Francis Amand, haut fonctionnaire, est propulsé président du CA, missionné par Bercy pour procéder à la vente du journal. Avec Éric Briat, directeur de l’INC à l’époque, il commande une étude marketing et les conseils d’un célèbre cabinet d’avocat. Leur coût total s’élève à près de 500 000 €, facturés au journal, sans résolution ni même débat au sein du conseil d’administration ! Et ces études, dont les prévisions se sont avérées hautement fantaisistes, préconisent comme par hasard la vente du titre, déclaré non viable au sein de l’INC. À l’époque, les caisses sont pleines, du fait des bonnes ventes du journal depuis trois ans. Mais en l’absence de campagnes d’abonnement, le nombre de lecteurs baisse mécaniquement…

Face au tollé suscité par ces méthodes et ces desseins, les salariés de l’Institut et les associations de consommateurs se dressent. Une pétition est lancée qui recueille près de 20.000 signatures. De nombreux parlementaires expriment leur soutien au journal. Cette mobilisation fait reculer le successeur d’Hervé Novelli : le ministre de la consommation Frédéric Lefebvre.

En 2012, la directrice générale de la Répression des fraudes (DGCCRF, tutelle administrative et commissaire du gouvernement), qui a toujours défendu le démantèlement de l’INC devant les ministres successifs, est contrainte par le ministre de la consommation Benoît Hamon de négocier avec l’INC un contrat d’objectifs et de performances (COP), que l’Institut réclame et dont il est injustement privé depuis 2009.

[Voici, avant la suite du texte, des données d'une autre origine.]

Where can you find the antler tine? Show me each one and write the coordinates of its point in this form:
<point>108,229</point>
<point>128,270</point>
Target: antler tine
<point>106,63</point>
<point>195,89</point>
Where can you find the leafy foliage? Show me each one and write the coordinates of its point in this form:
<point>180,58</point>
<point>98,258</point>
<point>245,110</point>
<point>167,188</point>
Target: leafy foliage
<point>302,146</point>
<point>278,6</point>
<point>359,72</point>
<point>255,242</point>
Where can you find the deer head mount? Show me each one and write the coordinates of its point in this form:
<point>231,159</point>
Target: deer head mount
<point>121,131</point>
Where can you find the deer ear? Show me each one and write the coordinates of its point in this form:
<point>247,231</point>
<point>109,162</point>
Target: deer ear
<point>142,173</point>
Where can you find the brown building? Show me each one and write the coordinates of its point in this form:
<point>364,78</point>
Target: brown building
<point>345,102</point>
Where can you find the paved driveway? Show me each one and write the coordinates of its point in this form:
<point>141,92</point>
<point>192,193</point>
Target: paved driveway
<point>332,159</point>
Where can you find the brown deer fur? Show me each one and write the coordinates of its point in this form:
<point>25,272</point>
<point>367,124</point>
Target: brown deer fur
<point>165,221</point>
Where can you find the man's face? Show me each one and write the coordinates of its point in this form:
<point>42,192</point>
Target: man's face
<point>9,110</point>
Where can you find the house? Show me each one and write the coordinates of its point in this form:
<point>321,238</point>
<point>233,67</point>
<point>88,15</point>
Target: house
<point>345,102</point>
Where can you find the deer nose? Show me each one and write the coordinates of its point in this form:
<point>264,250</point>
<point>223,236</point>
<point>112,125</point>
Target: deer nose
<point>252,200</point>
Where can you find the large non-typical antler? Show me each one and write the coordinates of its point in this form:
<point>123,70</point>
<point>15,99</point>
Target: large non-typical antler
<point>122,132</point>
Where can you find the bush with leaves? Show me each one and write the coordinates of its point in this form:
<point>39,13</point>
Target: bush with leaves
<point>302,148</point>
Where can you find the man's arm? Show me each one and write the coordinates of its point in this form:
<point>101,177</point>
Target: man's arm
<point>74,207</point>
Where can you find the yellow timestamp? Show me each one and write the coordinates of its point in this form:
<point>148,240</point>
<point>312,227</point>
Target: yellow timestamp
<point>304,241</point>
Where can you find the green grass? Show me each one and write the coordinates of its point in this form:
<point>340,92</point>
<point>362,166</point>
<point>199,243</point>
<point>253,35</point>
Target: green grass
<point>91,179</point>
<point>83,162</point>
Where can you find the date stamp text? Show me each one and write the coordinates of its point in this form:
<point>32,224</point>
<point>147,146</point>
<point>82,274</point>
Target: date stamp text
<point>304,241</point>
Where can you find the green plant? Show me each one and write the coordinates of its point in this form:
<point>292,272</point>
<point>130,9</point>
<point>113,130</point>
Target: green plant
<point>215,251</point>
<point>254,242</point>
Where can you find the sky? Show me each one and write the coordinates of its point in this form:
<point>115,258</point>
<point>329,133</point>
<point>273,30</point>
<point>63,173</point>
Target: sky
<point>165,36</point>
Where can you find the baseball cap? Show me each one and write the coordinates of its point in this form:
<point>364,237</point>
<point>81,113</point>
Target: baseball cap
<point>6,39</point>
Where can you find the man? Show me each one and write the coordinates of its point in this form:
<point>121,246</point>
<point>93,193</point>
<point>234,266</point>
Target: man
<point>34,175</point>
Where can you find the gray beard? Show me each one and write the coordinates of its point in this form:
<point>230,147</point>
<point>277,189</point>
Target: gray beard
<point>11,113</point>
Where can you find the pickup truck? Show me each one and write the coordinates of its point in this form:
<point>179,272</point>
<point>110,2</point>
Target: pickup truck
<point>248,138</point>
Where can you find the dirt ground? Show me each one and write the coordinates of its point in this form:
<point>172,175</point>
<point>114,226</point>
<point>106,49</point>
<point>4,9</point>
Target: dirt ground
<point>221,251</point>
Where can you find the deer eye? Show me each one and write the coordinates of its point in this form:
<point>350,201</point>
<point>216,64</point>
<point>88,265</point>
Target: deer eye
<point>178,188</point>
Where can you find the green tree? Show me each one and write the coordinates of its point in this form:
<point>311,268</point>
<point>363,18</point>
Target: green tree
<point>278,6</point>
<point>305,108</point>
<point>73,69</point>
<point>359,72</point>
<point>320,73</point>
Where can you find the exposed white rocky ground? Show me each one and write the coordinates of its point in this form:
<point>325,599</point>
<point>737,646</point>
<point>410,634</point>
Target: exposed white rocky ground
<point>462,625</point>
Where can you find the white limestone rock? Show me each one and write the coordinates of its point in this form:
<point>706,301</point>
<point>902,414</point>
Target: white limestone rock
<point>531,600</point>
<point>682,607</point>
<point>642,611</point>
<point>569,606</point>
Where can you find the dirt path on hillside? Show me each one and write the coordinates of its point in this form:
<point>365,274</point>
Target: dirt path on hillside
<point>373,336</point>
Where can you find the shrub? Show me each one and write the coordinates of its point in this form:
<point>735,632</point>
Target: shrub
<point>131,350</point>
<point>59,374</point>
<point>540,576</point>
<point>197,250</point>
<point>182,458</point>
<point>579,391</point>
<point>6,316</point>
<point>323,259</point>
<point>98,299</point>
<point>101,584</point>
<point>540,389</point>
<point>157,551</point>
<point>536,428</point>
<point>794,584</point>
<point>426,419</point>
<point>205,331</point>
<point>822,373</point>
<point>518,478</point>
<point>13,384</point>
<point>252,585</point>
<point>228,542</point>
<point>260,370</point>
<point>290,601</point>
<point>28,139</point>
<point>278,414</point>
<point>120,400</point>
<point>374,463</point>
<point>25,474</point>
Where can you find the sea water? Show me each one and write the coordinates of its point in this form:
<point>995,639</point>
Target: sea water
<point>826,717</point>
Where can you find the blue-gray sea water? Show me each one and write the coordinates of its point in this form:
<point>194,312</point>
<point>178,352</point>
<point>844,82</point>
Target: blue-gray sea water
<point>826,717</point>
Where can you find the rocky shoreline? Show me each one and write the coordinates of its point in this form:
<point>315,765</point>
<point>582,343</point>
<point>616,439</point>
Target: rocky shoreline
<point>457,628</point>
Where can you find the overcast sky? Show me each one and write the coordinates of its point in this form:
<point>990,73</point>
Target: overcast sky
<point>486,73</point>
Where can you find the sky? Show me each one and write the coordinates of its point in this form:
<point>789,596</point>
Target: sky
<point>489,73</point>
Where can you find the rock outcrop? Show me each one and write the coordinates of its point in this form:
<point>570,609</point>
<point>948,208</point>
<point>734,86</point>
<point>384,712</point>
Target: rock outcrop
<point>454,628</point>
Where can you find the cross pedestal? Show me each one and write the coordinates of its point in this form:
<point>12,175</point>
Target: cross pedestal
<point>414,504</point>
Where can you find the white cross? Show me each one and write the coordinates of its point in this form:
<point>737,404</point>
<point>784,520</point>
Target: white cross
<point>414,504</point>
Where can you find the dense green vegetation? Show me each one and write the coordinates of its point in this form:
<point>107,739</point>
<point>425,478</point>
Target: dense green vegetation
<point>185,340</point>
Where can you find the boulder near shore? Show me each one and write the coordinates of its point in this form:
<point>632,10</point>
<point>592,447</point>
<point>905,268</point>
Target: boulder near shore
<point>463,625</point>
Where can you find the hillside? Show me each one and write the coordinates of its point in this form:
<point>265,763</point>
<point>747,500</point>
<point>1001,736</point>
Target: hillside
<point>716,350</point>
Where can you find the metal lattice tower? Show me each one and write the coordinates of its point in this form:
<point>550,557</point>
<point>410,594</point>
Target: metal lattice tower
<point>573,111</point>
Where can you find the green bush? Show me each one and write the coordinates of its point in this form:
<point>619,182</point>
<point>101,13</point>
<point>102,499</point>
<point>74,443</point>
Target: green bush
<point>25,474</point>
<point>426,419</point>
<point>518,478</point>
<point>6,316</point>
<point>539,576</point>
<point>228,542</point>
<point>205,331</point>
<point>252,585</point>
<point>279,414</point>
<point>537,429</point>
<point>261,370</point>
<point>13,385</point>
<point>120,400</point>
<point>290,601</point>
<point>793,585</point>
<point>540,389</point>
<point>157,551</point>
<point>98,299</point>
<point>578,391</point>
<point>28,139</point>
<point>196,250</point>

Entre-temps, le directeur de l’INC Éric Briat s’en est allé. L’administration prévoit la nomination d’un « liquidateur », mais a la surprise de voir arriver une directrice nommée par Nicolas Sarkozy en mai 2012. Durant trois ans, Fabienne Chol va parvenir à maintenir les résultats de l’établissement en renouant avec les investissements (nouvelle formule du mensuel, refonte des sites web…). Malgré un désengagement financier très important de l’État qui verse, en fin d’année, une subvention (destinée au soutien technique des associations de consommateurs) amputée de 20 %. Et au prix de réductions drastiques des coûts fixes (déménagement des locaux, non-remplacement des salariés partants, etc.).

Les négociations pour le COP traîneront deux ans, et pour cause : dans la première version proposée par l’État, nulle trace de 60 Millions dans les activités de l’INC ! Le journal a disparu… Nouveau tollé, nouvelle mobilisation des salariés qui perturbent le lancement des soldes d’été 2014 par la nouvelle secrétaire d’État à la consommation, Carole Delga.

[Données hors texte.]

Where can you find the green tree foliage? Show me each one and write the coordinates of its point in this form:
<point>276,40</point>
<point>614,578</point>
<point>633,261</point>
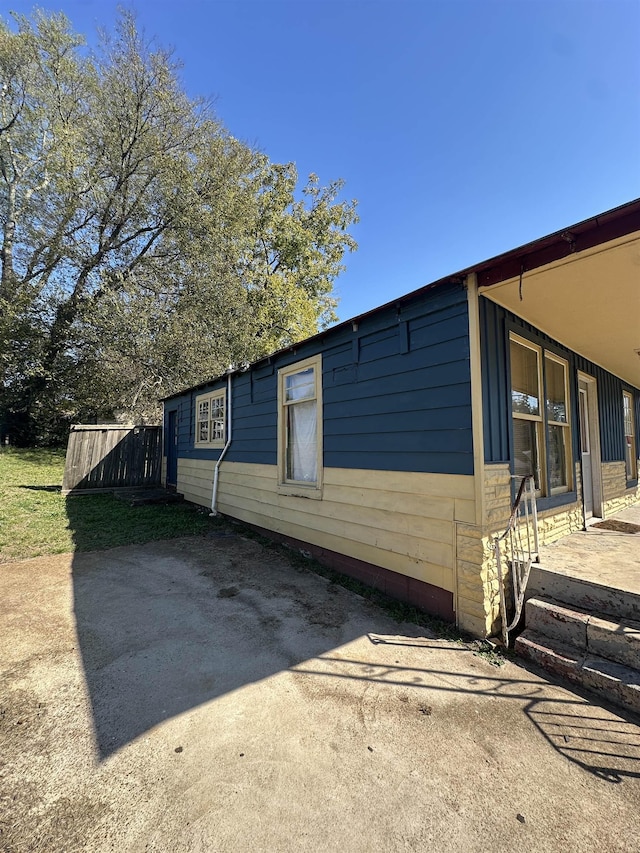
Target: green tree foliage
<point>143,247</point>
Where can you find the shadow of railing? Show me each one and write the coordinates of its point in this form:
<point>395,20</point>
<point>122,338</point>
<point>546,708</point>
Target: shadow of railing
<point>584,733</point>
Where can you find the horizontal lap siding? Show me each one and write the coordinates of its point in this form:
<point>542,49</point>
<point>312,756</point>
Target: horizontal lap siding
<point>396,393</point>
<point>397,520</point>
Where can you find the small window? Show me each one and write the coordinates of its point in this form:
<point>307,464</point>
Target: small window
<point>541,430</point>
<point>630,457</point>
<point>558,430</point>
<point>300,425</point>
<point>525,406</point>
<point>210,420</point>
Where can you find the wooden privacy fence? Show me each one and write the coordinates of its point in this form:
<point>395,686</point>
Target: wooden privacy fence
<point>102,457</point>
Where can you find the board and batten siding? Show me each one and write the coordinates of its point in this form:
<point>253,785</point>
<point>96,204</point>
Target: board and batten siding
<point>495,325</point>
<point>401,521</point>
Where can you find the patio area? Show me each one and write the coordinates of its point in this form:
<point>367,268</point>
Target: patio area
<point>605,557</point>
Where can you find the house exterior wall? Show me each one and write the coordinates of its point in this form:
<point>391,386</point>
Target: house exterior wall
<point>558,515</point>
<point>397,473</point>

Cette dernière se signalera également par une décision sans précédent : celle de récuser le budget de l’INC, pourtant adopté par le conseil d’administration fin 2014. Ce qui mettra brièvement l’établissement dans l’impossibilité de payer ses prestataires et ses salariés début 2015. L’administration n’autorisera pas l’INC à acheter le papier nécessaire à imprimer le magazine en janvier ! Il faudra réunir en urgence le CA pour voter un nouveau budget et débloquer la situation.

Aujourd’hui, l’incertitude et l’inquiétude grandissent. 60 Millions ne peut toujours pas emprunter d’argent, ni placer ses économies. On lui interdit d’engager un plan pluriannuel de campagnes d’abonnement, on l’empêche même de bénéficier des aides directes à la presse. Autant d’outils de gestion pourtant nécessaires au développement de tous les magazines. Et encore plus importants pour un journal dont l’indépendance vis-à-vis des marques impose une absence totale de publicité.

Mais « le canard est toujours vivant », et ne vit que de ses ventes. Grâce à Fabienne Chol, aux salariés de l’Institut, mais aussi à la fidélité des lecteurs, à l’aspect souvent « dérangeant » des enquêtes, études et essais de l’INC, régulièrement repris dans les médias, ainsi qu’au succès en kiosque de hors-séries renouvelés en profondeur.

Attaqué depuis plusieurs années par sa propre tutelle, l’INC ne pourra pas résister bien longtemps à la nomination d’un directeur liquidateur. C’est cette perspective que nous refuserons à tout prix.